Resilience in Leadership: New York City 2021 Elections
The Leaders of Color program was launched to support Black and Latino people as they work to become community leaders. Community leadership can mean a lot of things, including running for elected office. We are proud that two Leaders of Color alumni ran for office in the New York City election primaries in June 2021. Abou Diakhate (for Council District 49 in Staten Island) and Jermaine Sean Smith (for Council District 27 in Queens) both graduated from the Leaders of Color inaugural cohort in New York City in 2020.
Active leaders in their communities, both Abou and Jermaine were officially endorsed by the Leaders of Color program. Jermaine was also endorsed by the local Democratic club, and Abou earned endorsements from several community organizations. While neither Abou nor Jermaine won their elections, we think it’s critical to highlight their platforms because Leaders of Color alumni work to raise issues of importance to communities of color. Our work is to advance the ideas and actions of Leaders of Color that will ultimately bring the necessary equity and investment to make our communities stronger.
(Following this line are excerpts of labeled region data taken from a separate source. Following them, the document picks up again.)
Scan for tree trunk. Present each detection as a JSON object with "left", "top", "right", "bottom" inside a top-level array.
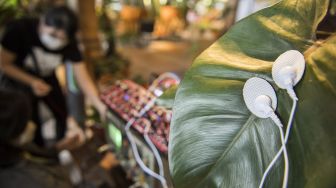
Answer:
[{"left": 78, "top": 0, "right": 103, "bottom": 76}]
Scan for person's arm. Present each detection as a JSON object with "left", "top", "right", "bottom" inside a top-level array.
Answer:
[
  {"left": 73, "top": 62, "right": 107, "bottom": 120},
  {"left": 0, "top": 47, "right": 51, "bottom": 96}
]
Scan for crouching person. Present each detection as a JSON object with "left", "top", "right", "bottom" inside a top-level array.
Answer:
[{"left": 0, "top": 90, "right": 72, "bottom": 188}]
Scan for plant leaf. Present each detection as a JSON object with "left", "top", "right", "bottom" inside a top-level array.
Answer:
[
  {"left": 169, "top": 0, "right": 336, "bottom": 188},
  {"left": 156, "top": 85, "right": 178, "bottom": 109}
]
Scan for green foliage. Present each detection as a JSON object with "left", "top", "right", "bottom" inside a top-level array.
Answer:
[{"left": 169, "top": 0, "right": 336, "bottom": 188}]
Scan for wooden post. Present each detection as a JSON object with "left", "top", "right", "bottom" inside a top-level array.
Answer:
[{"left": 78, "top": 0, "right": 103, "bottom": 76}]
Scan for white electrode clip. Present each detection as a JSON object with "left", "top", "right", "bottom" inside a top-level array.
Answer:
[{"left": 272, "top": 50, "right": 305, "bottom": 101}]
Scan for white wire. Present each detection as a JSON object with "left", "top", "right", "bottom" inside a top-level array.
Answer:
[
  {"left": 259, "top": 98, "right": 297, "bottom": 188},
  {"left": 125, "top": 99, "right": 167, "bottom": 188},
  {"left": 144, "top": 123, "right": 164, "bottom": 177}
]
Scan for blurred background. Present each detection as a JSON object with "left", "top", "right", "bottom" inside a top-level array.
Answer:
[
  {"left": 0, "top": 0, "right": 284, "bottom": 188},
  {"left": 0, "top": 0, "right": 278, "bottom": 84}
]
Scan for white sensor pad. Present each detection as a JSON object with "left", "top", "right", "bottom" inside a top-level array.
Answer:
[
  {"left": 243, "top": 77, "right": 277, "bottom": 118},
  {"left": 272, "top": 50, "right": 305, "bottom": 89}
]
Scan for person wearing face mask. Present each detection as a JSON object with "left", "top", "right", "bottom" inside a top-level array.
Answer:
[
  {"left": 0, "top": 90, "right": 73, "bottom": 188},
  {"left": 0, "top": 6, "right": 107, "bottom": 146}
]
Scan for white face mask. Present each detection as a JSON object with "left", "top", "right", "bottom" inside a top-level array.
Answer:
[{"left": 40, "top": 33, "right": 67, "bottom": 50}]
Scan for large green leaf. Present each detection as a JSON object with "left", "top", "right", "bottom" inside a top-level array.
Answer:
[{"left": 169, "top": 0, "right": 336, "bottom": 188}]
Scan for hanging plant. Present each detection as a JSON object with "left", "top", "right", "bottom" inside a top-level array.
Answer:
[{"left": 169, "top": 0, "right": 336, "bottom": 188}]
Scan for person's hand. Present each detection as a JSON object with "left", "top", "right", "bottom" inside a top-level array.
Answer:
[
  {"left": 96, "top": 102, "right": 107, "bottom": 122},
  {"left": 56, "top": 135, "right": 80, "bottom": 151},
  {"left": 31, "top": 79, "right": 51, "bottom": 97}
]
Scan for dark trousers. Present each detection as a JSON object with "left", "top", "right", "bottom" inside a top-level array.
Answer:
[{"left": 30, "top": 75, "right": 67, "bottom": 146}]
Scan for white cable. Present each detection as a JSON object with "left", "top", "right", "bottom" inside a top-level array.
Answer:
[
  {"left": 144, "top": 123, "right": 164, "bottom": 177},
  {"left": 125, "top": 99, "right": 167, "bottom": 188},
  {"left": 259, "top": 98, "right": 297, "bottom": 188}
]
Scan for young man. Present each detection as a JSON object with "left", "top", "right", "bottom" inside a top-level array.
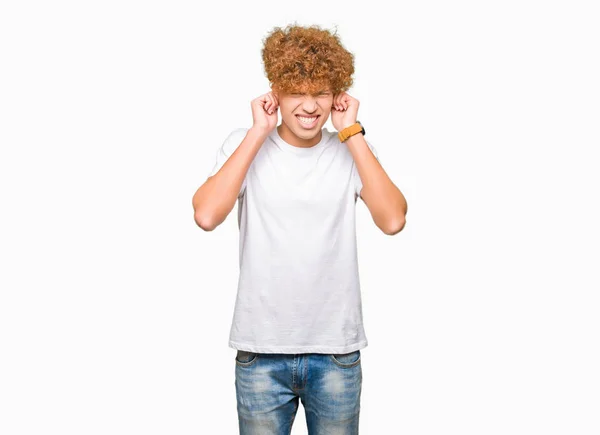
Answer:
[{"left": 193, "top": 26, "right": 407, "bottom": 435}]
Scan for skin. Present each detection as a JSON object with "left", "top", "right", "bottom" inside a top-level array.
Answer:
[{"left": 192, "top": 88, "right": 407, "bottom": 235}]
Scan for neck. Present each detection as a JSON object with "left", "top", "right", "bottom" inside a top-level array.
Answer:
[{"left": 277, "top": 122, "right": 323, "bottom": 148}]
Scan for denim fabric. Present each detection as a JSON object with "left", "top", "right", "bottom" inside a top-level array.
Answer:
[{"left": 235, "top": 350, "right": 362, "bottom": 435}]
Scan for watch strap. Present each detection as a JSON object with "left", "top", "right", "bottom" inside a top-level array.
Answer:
[{"left": 338, "top": 121, "right": 365, "bottom": 142}]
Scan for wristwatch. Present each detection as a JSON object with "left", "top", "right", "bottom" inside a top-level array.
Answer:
[{"left": 338, "top": 121, "right": 365, "bottom": 142}]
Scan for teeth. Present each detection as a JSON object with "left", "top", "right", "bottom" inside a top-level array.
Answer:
[{"left": 298, "top": 116, "right": 317, "bottom": 124}]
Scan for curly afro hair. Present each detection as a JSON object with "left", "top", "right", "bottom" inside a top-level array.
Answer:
[{"left": 261, "top": 24, "right": 354, "bottom": 94}]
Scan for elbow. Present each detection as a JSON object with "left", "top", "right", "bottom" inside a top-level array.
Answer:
[
  {"left": 383, "top": 217, "right": 406, "bottom": 236},
  {"left": 194, "top": 213, "right": 216, "bottom": 231}
]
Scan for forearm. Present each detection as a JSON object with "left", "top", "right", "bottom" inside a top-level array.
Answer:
[
  {"left": 345, "top": 133, "right": 407, "bottom": 235},
  {"left": 192, "top": 128, "right": 268, "bottom": 231}
]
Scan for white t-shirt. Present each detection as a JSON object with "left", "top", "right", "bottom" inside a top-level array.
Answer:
[{"left": 210, "top": 128, "right": 377, "bottom": 353}]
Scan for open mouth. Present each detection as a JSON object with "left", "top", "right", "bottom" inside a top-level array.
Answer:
[{"left": 296, "top": 115, "right": 321, "bottom": 128}]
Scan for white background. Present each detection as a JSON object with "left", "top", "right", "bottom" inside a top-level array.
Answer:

Abou is an immigrant who knows firsthand the daily struggles presented to the immigrant community. He is the co-chair of the Staten Island Immigrants Council, a founding member of the African Coalition Alliance of Staten Island, is on the executive board of the NY Muslims United for Civic Engagement and is the vice president of the Alliance of South Asian American Labor, Staten Island chapter. Mr. Diakhate’s deep understanding of immigrant concerns has led him to run for City Council in order to help ease the path to success and secure the best socioeconomic resources for his fellow Staten Island first-generation immigrants — who comprise a fifth of the community’s population.
Jermaine has spent 15 years working with families and foster youth in New York City, fighting to provide access to affordable housing, college, job skills training, and healthcare for the communities he served. He recently led a committee to secure $10 million for funding to coach and tutor foster youth — growing that funding by $2 million dollars during the pandemic. Jermaine serves as a committee member for Fair Futures and is an active member of the Fred Wilson Democratic Club and the Jamaica Branch of the N.A.A.C.P.
Both of these leaders ran on platforms that highlighted the need for equitable education — a cornerstone of the Leaders of Color program’s work. Our program provided them both with 70 hours of training to build their leadership, advocacy, and campaigning skills. We also support the “intangibles” — providing resources like introductions to community organizations and broader networks, and connections to people with campaign experience. Through this work, Jermaine and Abou elevated the work they were already leading in their respective boroughs and neighborhoods for broader impact within New York City and beyond.
By investing in them and all of our fellows, we’re investing in advocacy for underserved communities, equity across all sectors, and creating a pipeline of strong leaders who will fight for those who have been historically underrepresented: Black and Latino people.